In a recent webcast, Stephen Blank, Urban Land Institute’s Senior Resident Fellow for Real Estate Finance, expressed what many in real estate already know and fear: that the downturn in residential real estate in 2007-8 was nothing compared to the tsunami coming at us in 2010 in the commercial sector. Values are likely to dip to 40 percent from three years ago, a commercial resurgence is not likely to occur until 2012, and the financial markets will continue to remain frozen except for the vulture plays stepping in with all-cash, low-ball purchases of distressed assets. Of the total $3.5 trillion in commercial debt out there, $900 billion is held in the problematic CMBS market. Thirty-nine billion dollars of that debt will be due in 2010; $150 billion by 2012.
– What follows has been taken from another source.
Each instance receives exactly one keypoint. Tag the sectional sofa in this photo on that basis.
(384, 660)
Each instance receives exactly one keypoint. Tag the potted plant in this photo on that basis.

The pace of foreclosures is uncertain. So, too, the pace at which distressed assets will then subsequently be written off at a discount, sold to vulture funds, and then stabilized over the ensuing years. What is certain is this: Want to build a nice upscale hotel in some touristy area? Forget it. Looking to pick up a piece of dirt on the cheap and build some cool office or retail development? Good luck.
Probably best to take a page from Magrathea’s playbook and mothball your empire-building business plans. It ain’t gonna happen any time soon. Which leads to some deeper lessons from Magrathea: probing into the viability of a business model that ignores a cosmos’ true needs.